# Thread: Second moment for geometric distribution

1. ## Second moment for geometric distribution

Hello,

I am stuck trying to calculate the second moment of the geometric distribution.

E(x^2) = Sum (x^2 * f(x))
= Sum (x^2 * p * q^(x-1))

I am not sure how to progress further from here - do you have any pointers? Thanks

2. Originally Posted by sharpe
Hello,

I am stuck trying to calculate the second moment of the geometric distribution.

E(x^2) = Sum (x^2 * f(x))
= Sum (x^2 * p * q^(x-1))

I am not sure how to progress further from here - do you have any pointers?

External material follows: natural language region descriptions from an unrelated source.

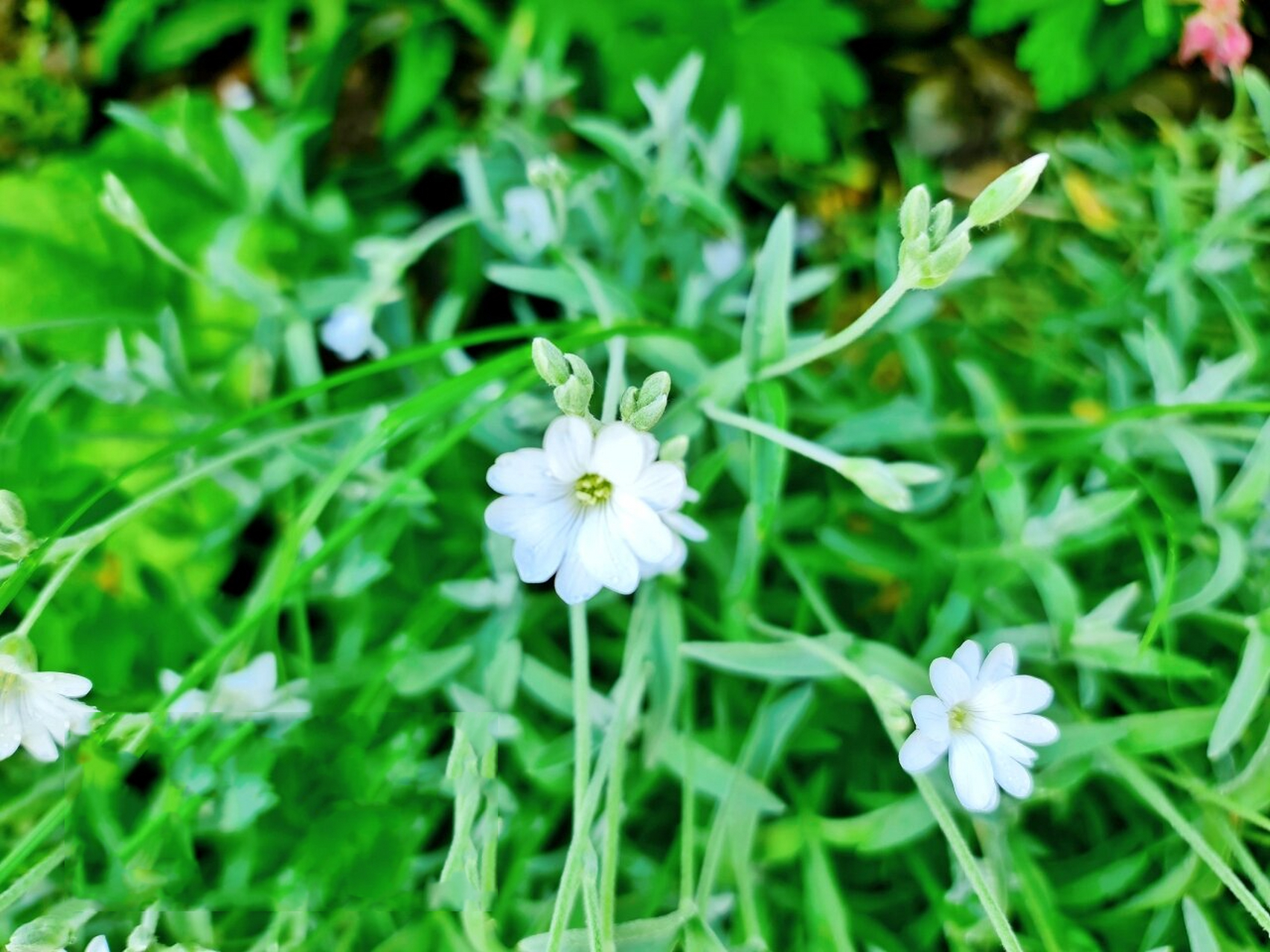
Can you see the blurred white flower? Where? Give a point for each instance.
(984, 718)
(247, 695)
(350, 332)
(528, 219)
(37, 709)
(682, 527)
(723, 258)
(587, 508)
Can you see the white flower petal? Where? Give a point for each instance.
(257, 681)
(1019, 693)
(65, 684)
(971, 768)
(968, 657)
(539, 558)
(39, 740)
(921, 750)
(620, 454)
(950, 681)
(574, 583)
(524, 472)
(1011, 776)
(10, 729)
(643, 530)
(1002, 662)
(1031, 729)
(931, 716)
(662, 485)
(996, 739)
(531, 518)
(605, 553)
(568, 445)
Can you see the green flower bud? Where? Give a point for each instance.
(1007, 192)
(580, 370)
(655, 385)
(675, 450)
(943, 262)
(648, 415)
(914, 213)
(629, 402)
(573, 398)
(941, 221)
(914, 254)
(549, 362)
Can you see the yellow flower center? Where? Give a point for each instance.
(592, 489)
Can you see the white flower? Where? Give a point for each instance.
(984, 718)
(528, 219)
(37, 711)
(247, 695)
(682, 527)
(723, 258)
(350, 332)
(587, 508)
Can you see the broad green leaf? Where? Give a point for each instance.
(1248, 691)
(779, 662)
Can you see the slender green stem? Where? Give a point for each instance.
(46, 594)
(612, 844)
(36, 835)
(580, 653)
(1149, 792)
(936, 805)
(775, 434)
(844, 338)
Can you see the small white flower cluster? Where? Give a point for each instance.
(984, 718)
(248, 695)
(594, 506)
(39, 710)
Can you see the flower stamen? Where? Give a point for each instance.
(592, 489)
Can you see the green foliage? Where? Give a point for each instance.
(1076, 415)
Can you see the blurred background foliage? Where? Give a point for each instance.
(190, 190)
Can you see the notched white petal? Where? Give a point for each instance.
(1031, 729)
(1002, 662)
(931, 718)
(921, 752)
(973, 779)
(968, 657)
(568, 445)
(950, 681)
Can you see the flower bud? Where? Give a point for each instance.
(675, 450)
(573, 396)
(1007, 192)
(914, 213)
(943, 262)
(549, 362)
(580, 370)
(655, 386)
(648, 415)
(629, 402)
(941, 221)
(914, 253)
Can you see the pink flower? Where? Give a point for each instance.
(1216, 34)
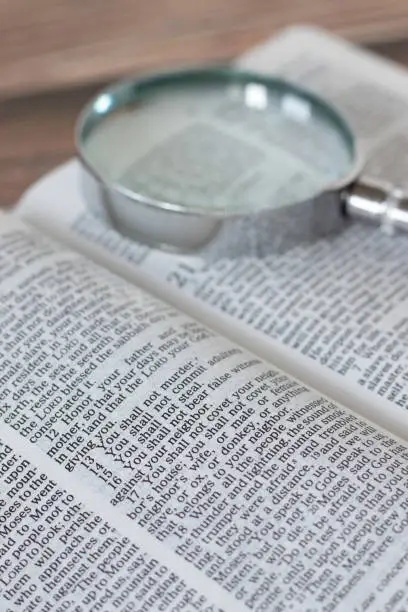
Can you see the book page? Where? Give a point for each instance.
(140, 450)
(341, 302)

Thanks
$\displaystyle E(x^2)=\sum_{x=1}^\infty x^2 p q^{x-1}=\sum_{x=1}^\infty x p \frac{d}{dq} q^x=\frac{d}{dq}\sum_{x=1}^\infty x p q^x}=\frac{d}{dq} \Big(q E(x)\Big)=\ldots$
Since you know the value of the first moment, $E(x)$, you are essentially done.

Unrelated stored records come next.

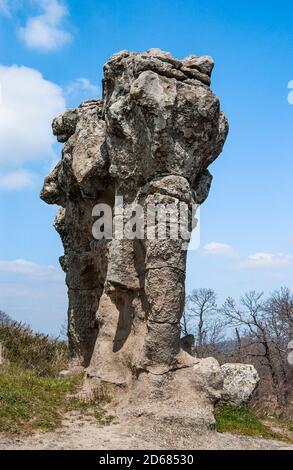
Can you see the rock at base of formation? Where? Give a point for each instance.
(148, 141)
(240, 381)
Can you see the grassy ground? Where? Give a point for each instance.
(244, 421)
(32, 395)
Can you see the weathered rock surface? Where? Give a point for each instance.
(240, 381)
(150, 140)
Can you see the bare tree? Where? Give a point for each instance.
(200, 306)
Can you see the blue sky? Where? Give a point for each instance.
(51, 56)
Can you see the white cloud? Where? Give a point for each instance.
(45, 32)
(4, 9)
(218, 249)
(82, 88)
(28, 105)
(266, 261)
(32, 270)
(17, 179)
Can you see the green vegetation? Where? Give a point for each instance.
(32, 395)
(242, 420)
(29, 402)
(33, 351)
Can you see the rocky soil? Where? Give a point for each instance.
(83, 433)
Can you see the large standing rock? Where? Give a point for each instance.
(240, 381)
(149, 141)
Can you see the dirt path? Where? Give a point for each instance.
(80, 433)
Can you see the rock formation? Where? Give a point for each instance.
(149, 140)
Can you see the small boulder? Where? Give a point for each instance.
(209, 375)
(240, 381)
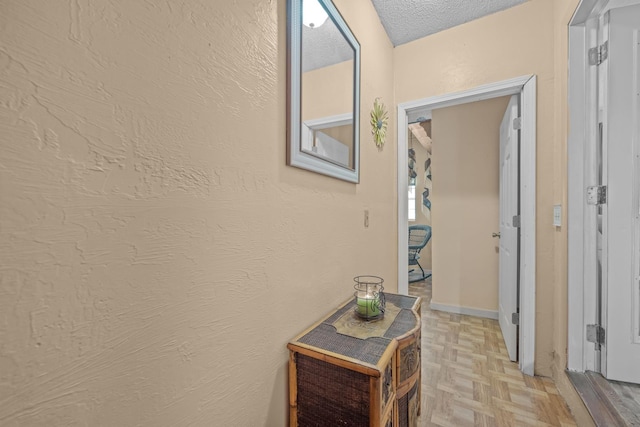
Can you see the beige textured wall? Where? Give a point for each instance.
(507, 44)
(138, 140)
(466, 200)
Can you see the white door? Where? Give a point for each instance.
(508, 277)
(622, 128)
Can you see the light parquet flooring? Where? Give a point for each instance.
(468, 379)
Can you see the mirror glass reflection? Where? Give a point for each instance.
(323, 102)
(327, 87)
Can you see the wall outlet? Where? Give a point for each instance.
(557, 215)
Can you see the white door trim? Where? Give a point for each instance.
(526, 87)
(581, 149)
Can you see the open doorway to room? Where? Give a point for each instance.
(467, 184)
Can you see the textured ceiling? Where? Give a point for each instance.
(403, 20)
(408, 20)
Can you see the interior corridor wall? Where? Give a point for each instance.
(157, 253)
(511, 43)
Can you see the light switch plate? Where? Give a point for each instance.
(557, 215)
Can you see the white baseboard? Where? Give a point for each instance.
(489, 314)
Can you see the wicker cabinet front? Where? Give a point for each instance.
(346, 371)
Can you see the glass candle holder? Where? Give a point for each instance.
(369, 297)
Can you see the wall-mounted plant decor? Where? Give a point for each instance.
(379, 119)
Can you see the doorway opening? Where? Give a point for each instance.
(525, 87)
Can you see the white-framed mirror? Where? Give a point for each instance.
(323, 103)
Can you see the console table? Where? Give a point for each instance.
(352, 372)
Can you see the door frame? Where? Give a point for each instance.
(525, 86)
(582, 172)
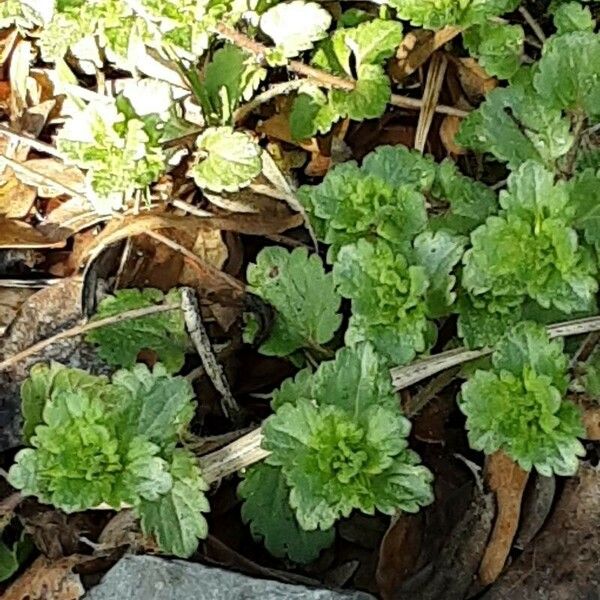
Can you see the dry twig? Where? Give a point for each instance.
(199, 336)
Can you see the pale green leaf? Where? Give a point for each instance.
(163, 333)
(175, 519)
(497, 46)
(303, 295)
(225, 160)
(295, 26)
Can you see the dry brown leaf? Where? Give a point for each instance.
(507, 480)
(54, 169)
(11, 300)
(591, 422)
(16, 234)
(448, 131)
(48, 580)
(416, 48)
(399, 552)
(474, 79)
(16, 198)
(120, 229)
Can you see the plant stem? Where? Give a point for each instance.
(322, 77)
(84, 328)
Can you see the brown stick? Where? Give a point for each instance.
(322, 77)
(84, 328)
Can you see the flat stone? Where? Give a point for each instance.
(152, 578)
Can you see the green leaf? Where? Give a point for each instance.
(102, 442)
(518, 408)
(295, 26)
(296, 285)
(312, 113)
(438, 253)
(120, 149)
(388, 300)
(583, 196)
(497, 46)
(481, 323)
(160, 406)
(267, 510)
(368, 99)
(516, 124)
(226, 160)
(528, 345)
(373, 42)
(398, 166)
(163, 333)
(535, 223)
(12, 558)
(572, 16)
(560, 84)
(335, 461)
(230, 76)
(352, 202)
(175, 519)
(469, 202)
(434, 14)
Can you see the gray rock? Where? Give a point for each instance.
(152, 578)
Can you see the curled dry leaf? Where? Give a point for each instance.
(54, 170)
(537, 504)
(448, 130)
(416, 48)
(562, 561)
(399, 552)
(16, 234)
(591, 421)
(16, 198)
(474, 80)
(507, 480)
(49, 580)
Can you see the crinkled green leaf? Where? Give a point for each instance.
(312, 113)
(516, 124)
(102, 442)
(481, 323)
(535, 223)
(434, 14)
(160, 406)
(351, 203)
(584, 191)
(303, 295)
(232, 75)
(25, 14)
(373, 42)
(468, 202)
(438, 253)
(226, 160)
(120, 149)
(388, 297)
(163, 333)
(267, 510)
(368, 99)
(341, 451)
(567, 74)
(175, 519)
(517, 408)
(77, 462)
(295, 26)
(497, 46)
(572, 16)
(398, 166)
(12, 558)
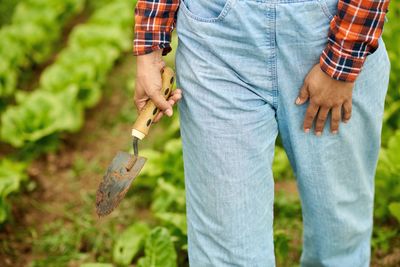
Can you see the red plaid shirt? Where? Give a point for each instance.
(353, 34)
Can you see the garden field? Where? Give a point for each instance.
(66, 107)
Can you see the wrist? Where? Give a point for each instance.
(152, 57)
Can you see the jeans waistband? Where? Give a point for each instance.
(281, 1)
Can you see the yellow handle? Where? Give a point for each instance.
(149, 112)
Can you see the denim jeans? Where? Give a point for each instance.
(241, 64)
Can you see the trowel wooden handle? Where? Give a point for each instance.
(149, 112)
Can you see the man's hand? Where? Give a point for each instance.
(149, 82)
(325, 94)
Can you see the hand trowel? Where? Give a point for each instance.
(125, 167)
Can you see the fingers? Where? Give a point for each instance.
(309, 117)
(160, 102)
(303, 95)
(175, 96)
(321, 119)
(335, 119)
(347, 107)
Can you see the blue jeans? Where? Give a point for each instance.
(241, 64)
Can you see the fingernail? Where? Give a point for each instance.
(168, 112)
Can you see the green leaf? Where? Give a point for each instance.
(394, 209)
(97, 265)
(12, 174)
(159, 250)
(129, 243)
(178, 220)
(41, 114)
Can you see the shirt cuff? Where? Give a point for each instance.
(340, 66)
(147, 42)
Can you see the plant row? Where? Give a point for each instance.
(66, 88)
(30, 38)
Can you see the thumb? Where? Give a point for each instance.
(303, 95)
(161, 102)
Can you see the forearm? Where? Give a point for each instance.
(353, 35)
(154, 23)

3. Originally Posted by Failure
$\displaystyle E(x^2)=\sum_{x=1}^\infty x^2 p q^{x-1}=\sum_{x=1}^\infty x p \frac{d}{dq} q^x=\frac{d}{dq}\sum_{x=1}^\infty x p q^x}=\frac{d}{dq} \Big(q E(x)\Big)=\ldots$
Since you know the value of the first moment, $E(x)$, you are essentially done.

fantastic thanks

4. sorry, if I can just check - does that give the right answer?

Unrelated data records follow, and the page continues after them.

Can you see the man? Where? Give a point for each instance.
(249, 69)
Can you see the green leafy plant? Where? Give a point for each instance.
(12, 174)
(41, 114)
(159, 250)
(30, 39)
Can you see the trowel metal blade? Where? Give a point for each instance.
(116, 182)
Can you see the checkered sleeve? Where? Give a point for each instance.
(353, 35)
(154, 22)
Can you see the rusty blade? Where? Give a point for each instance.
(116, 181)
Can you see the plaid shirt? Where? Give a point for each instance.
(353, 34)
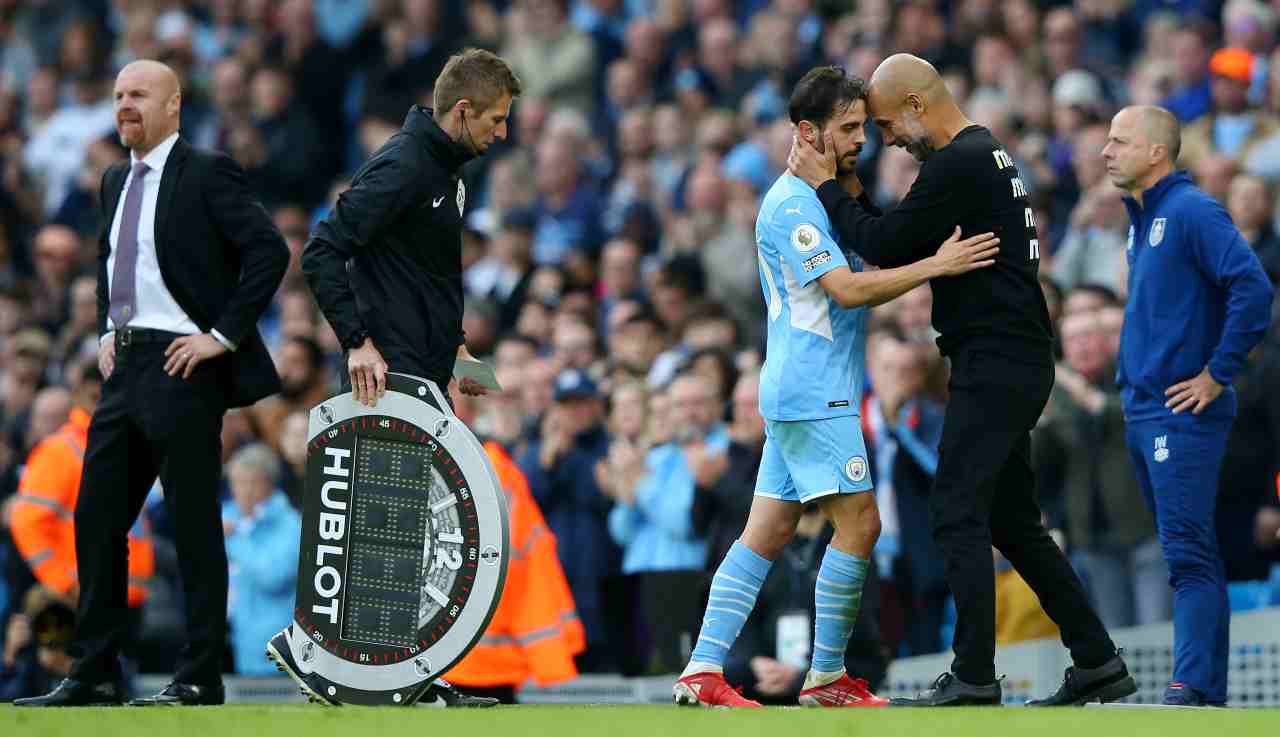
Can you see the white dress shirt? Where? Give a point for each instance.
(155, 306)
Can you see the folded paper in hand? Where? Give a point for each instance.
(478, 371)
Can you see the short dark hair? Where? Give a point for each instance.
(474, 74)
(823, 92)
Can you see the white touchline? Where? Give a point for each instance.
(435, 594)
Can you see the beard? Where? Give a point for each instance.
(920, 149)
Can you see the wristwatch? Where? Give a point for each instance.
(355, 339)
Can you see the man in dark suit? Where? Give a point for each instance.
(187, 264)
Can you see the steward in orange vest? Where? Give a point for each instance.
(41, 521)
(535, 632)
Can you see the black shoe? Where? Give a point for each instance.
(1107, 682)
(440, 692)
(950, 691)
(1182, 695)
(278, 651)
(72, 692)
(184, 695)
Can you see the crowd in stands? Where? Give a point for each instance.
(612, 282)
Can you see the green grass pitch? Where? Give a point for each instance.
(305, 721)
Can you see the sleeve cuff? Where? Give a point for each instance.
(223, 339)
(1219, 375)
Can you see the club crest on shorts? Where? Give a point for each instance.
(855, 468)
(1157, 232)
(805, 238)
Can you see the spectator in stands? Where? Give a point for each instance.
(293, 452)
(1192, 95)
(263, 532)
(228, 92)
(1111, 536)
(903, 427)
(503, 275)
(652, 517)
(58, 256)
(561, 467)
(279, 145)
(1251, 204)
(1251, 465)
(722, 481)
(552, 58)
(305, 381)
(58, 150)
(316, 73)
(568, 205)
(1234, 126)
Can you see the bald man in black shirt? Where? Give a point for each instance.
(995, 328)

E(x) is 1 / (1-q). Which gives E(x^2) = d/dq (q/(1-q)

= 1 / (1-q)^2 = 1/ p^2

I know the answer is (1+q)/p^2; so this looks wrong?

5. Originally Posted by sharpe
sorry, if I can just check - does that give the right answer?

E(x) is 1 / (1-q). Which gives E(x^2) = d/dq (q/(1-q)

= 1 / (1-q)^2 = 1/ p^2

I know the answer is (1+q)/p^2; so this looks wrong?

In case anyone is interested, I found this by finding E(X(X-1)) first which is markedly easier. You then take the approach suggested, except using a second derivative.